Our views: No to State Farm
Giant insurer doesn’t merit easy exit from Florida market
March 14, 2009
State Farm Insurance plans to leave 1.2 million Florida customers in the lurch by dumping their property policies by 2011.
That includes about 34,000 policyholders in Brevard County, who learned in January the insurer was pulling out after the Office of Insurance Regulation refused its request for a mind-numbing 47 percent rate increase, despite three mild hurricane seasons.
And State Farm wants the state to grease its exit so it feels no pain, filing an appeal March 6 objecting to withdrawal requirements ordered by the OIR.
Regulators should stick to their guns.
The exit requirements for State Farm are justified because they’ll ease former policyholders’ transition to a new carrier and minimize new risks to Florida’s economy.
Here’s what State Farm wants to dodge:
A mandate they let their agents, now restricted to selling State Farm lines, write homeowners’ policies with other private companies.
That’s a fair deal for agents, helping them earn some commissions even though their employers’ misguided strategies will ultimately cost them clients.
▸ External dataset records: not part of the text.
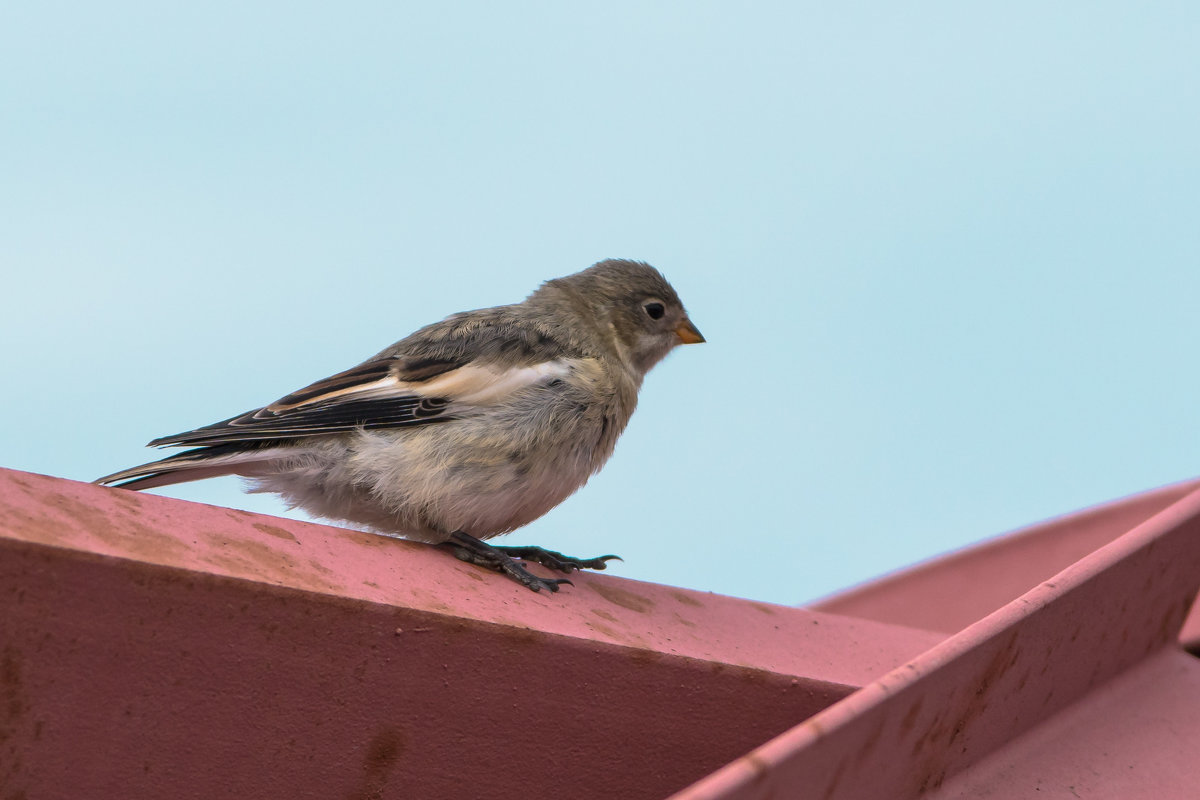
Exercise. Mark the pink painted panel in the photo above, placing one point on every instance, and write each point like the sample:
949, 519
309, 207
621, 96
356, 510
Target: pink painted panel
1054, 648
951, 591
153, 648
And it will help spur competition to keep rates reasonable among the 26-plus new companies that have come into Florida’s property insurance market since 2006.
Insurance Commissioner Kevin McCarty says the state should do whatever it can to “maximize the private market that’s ready, willing and able” to fill the void left by big insurers like State Farm, and he’s right.
A prohibition against switching the policies it’s shedding into state-run Citizens.
Citizens, meant to be an insurer of last resort, is bigger than any private insurer in Florida, with 1.3 million policies. Worse, it’s short on reserves to cover claims if bad storms hit.
That puts the state — and all policyholders — on the hook for higher assessments when that day inevitably comes.
Florida Chief Financial Officer Alex Sink correctly says Citizens needs to be downsized to reduce the state’s fiscal risk from storms.
State Farm shouldn’t be allowed to use it as a convenient dumping ground.
Keep in mind the insurance giant wants to continue selling other highly profitable lines of coverage, such as for automobiles, while abandoning homeowners who’ve paid premiums faithfully for years.
That hasn’t earned the company any sympathy from Florida residents.
As for State Farm’s claim it’ll become insolvent without the huge rate increase denied by OIR?
Parent company State Farm Mutual made $5.1 billion profit in 2007 and has raked in high profits the past five years, despite destructive hurricanes in 2004 and 2005.
And don’t buy the argument overregulation by state government is to blame for State Farm’s problems.
Florida Administrative Law Judge Daniel Manny shot that down in January, saying State Farm’s rate hike request was rigged with “sham transactions” and “economic distortions” to hide real numbers on profits.
The company refused to play by the rules and now should pay the penalty. McCarty and the OIR set the right terms for State Farm’s ignoble exit, and should stick to them.